OroBatchBundle

OroBatchBundle adds AkeneoBatchBundle to Oro applications and enables batch architecture usage for data processing.

Components

BufferedIdentityQueryResultIterator

Iterates the results of the query.

Allows iterating large query results without the risk of getting out of memory error.
Allows iterating through the changing dataset
Ensures that the initial query result will be constant during pagination; this allows modifying or deleting rows included in the dataset.

Preloading of unique row identifiers fixes the query dataset. The iterator uses IdentityIterationStrategyInterface to modify the original query.

First, it detects unique result row identifiers and stores them. Then, it paginates through the array of stored identifiers by batches and limits the origin query with the current batch set of IDs.

By default, SelectIdentifierWalker SQL walker is used to detect the entity single identity field. These identifiers are fetched and hydrated by IdentifierHydrator to an array of integers in memory. 1,5 million rows in a query will require approximately 80MB of memory to store keys.

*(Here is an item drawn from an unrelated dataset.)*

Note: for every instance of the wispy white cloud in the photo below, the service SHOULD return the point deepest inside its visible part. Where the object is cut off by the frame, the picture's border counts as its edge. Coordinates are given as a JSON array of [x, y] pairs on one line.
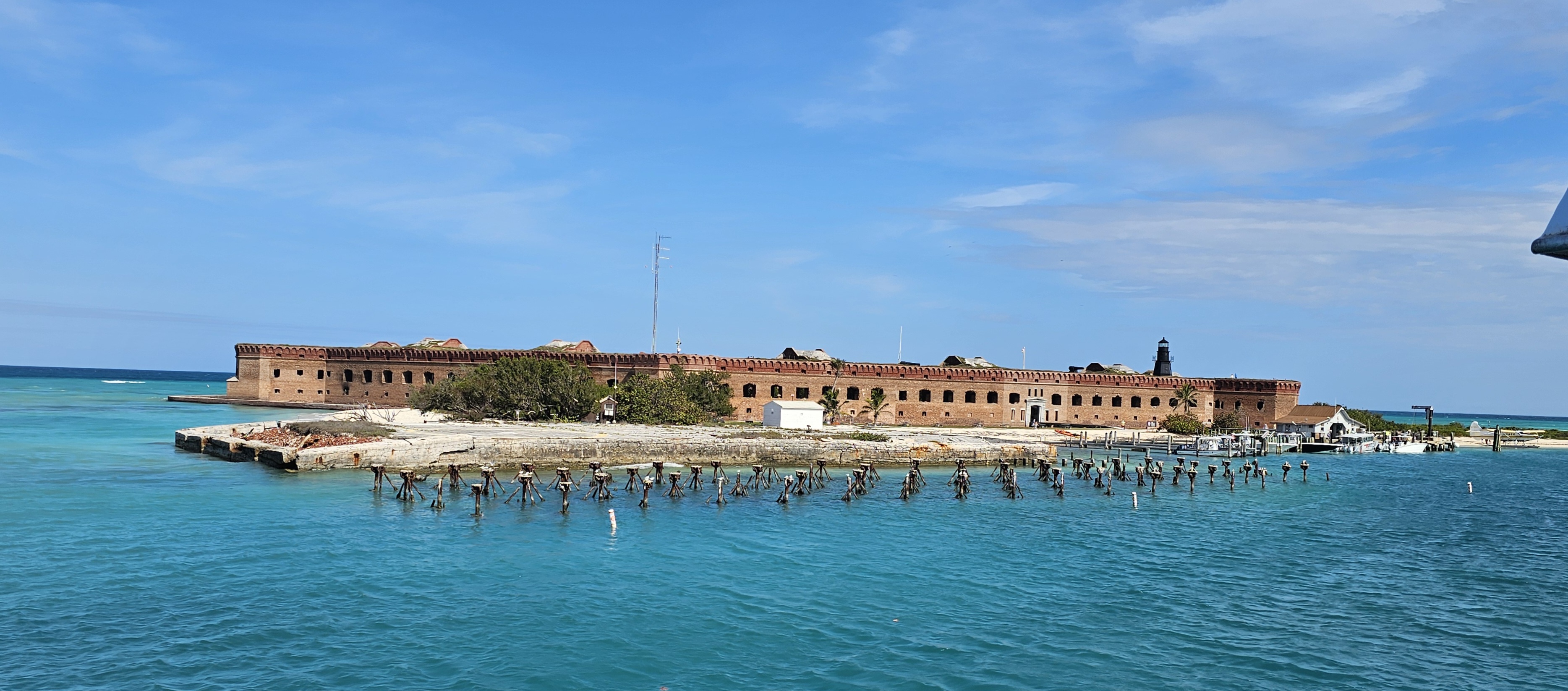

LimitIdentifierWalker SQL walker is used to add the ‘Where In (identifiers)’ clause to a query and fetch a batch of a query result.

In case if OneToMany/ManyToMany joins, the iterator will iterate root entities. The count method will return several root entities (unique IDs). In this case, the actual number of rows fetched in one batch can vary depending on the number of joined rows corresponding to the given ID. If Order By is used on a joined field, the actual joined field order could be different while the Root Entities order stays consistent.

Hydrating the query result to an entity object with joined ToMany relations will level above problems. This works well for queries with an entity with a single identifier.

In complex cases, you can implement IdentityIterationStrategyInterface interface with custom Iteration Strategy. Custom Iteration Strategy can be set to an iterator with the setIterationStrategy() method before the query is executed (iteration is started).